Perhaps you've heard about Anders Breivick? He is the person who, a few years ago, systematically gunned down sixty-nine people, most of them children, at a summer camp on an island in Norway. A few months ago, I read an extensive biography of Breivick and learned that, one, he was abandoned and abused as a child, and two, he seemed incorrigible from almost the very beginning of his life. Sociologically, he is a highly interesting study. As we learn more and more about the effects of chemical imbalances on behavior, and as increasingly numbers of philosophers come to insist that we really have no free will, we wonder how to fit Breivick's life together.

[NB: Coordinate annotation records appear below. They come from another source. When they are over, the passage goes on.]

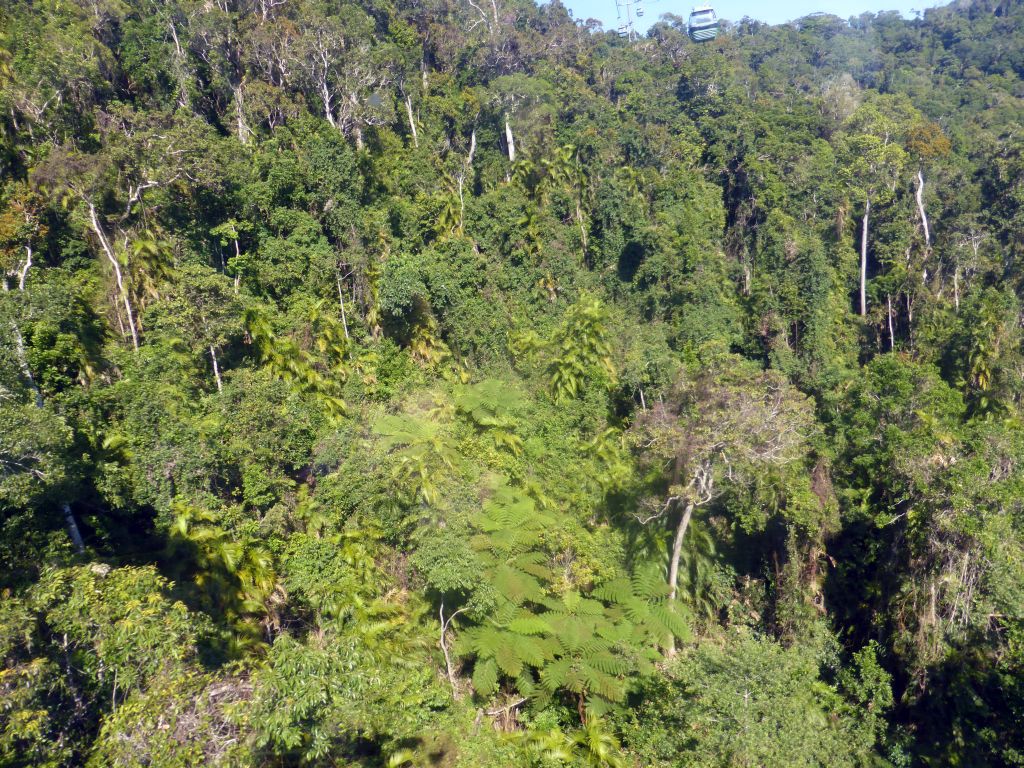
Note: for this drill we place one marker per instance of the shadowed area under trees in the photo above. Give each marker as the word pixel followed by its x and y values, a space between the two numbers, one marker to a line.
pixel 455 383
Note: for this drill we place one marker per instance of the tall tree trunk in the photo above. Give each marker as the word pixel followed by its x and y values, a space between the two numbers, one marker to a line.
pixel 892 336
pixel 341 300
pixel 112 257
pixel 956 288
pixel 863 257
pixel 919 196
pixel 216 369
pixel 412 121
pixel 25 269
pixel 240 118
pixel 509 139
pixel 73 531
pixel 677 551
pixel 23 363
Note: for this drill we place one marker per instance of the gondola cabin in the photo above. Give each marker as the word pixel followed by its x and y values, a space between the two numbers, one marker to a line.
pixel 702 25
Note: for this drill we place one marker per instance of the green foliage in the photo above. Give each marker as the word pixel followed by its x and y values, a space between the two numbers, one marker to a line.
pixel 456 359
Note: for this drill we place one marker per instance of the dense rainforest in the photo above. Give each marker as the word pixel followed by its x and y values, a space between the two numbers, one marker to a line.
pixel 455 383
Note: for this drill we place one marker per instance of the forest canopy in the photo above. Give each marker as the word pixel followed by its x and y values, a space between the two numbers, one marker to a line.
pixel 445 383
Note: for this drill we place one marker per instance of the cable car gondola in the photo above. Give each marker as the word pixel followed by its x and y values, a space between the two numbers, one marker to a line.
pixel 702 25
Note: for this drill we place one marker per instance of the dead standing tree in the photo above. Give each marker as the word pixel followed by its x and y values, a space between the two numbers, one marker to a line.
pixel 715 429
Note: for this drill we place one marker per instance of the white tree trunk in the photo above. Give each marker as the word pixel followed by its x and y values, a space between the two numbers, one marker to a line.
pixel 412 121
pixel 921 208
pixel 341 300
pixel 23 363
pixel 73 531
pixel 25 269
pixel 956 288
pixel 863 257
pixel 328 99
pixel 216 369
pixel 112 257
pixel 677 551
pixel 240 119
pixel 509 139
pixel 892 336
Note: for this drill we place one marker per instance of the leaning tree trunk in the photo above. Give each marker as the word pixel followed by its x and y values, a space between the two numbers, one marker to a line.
pixel 863 257
pixel 73 529
pixel 509 138
pixel 104 244
pixel 677 551
pixel 919 196
pixel 412 121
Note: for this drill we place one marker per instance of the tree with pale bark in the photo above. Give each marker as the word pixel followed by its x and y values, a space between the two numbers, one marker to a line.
pixel 718 427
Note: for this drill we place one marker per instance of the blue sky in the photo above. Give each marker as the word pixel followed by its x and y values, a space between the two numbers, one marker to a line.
pixel 736 9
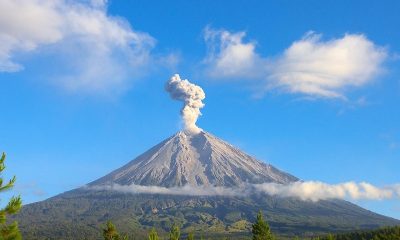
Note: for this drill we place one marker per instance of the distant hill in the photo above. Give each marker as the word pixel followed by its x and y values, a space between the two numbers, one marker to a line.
pixel 189 160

And just not Breivick. We wonder about us. How have our lives come out in the way they have? Why are we not all Anders Breivicks? We can argue about the influences of our genes, the effects of our environment, and the fact of human choice, but we will have difficulty in coalescing these in a factual way. In the end, we just do not know. We live with a tension, a tension between the sociological and psychological and, from a more fundamental standpoint, the spiritual that, despite the best research, we may never fully resolve.
Yet if we ignore that moral semblance must be grounded in moral structure, if we claim that we really are no more than chemicals, then what tells us that we are anything more than, as biologist William Provine once said, "plops" on a meaningless canvas?
Well, nothing. Oddly, we can only make sense of Breivick if there is a moral God.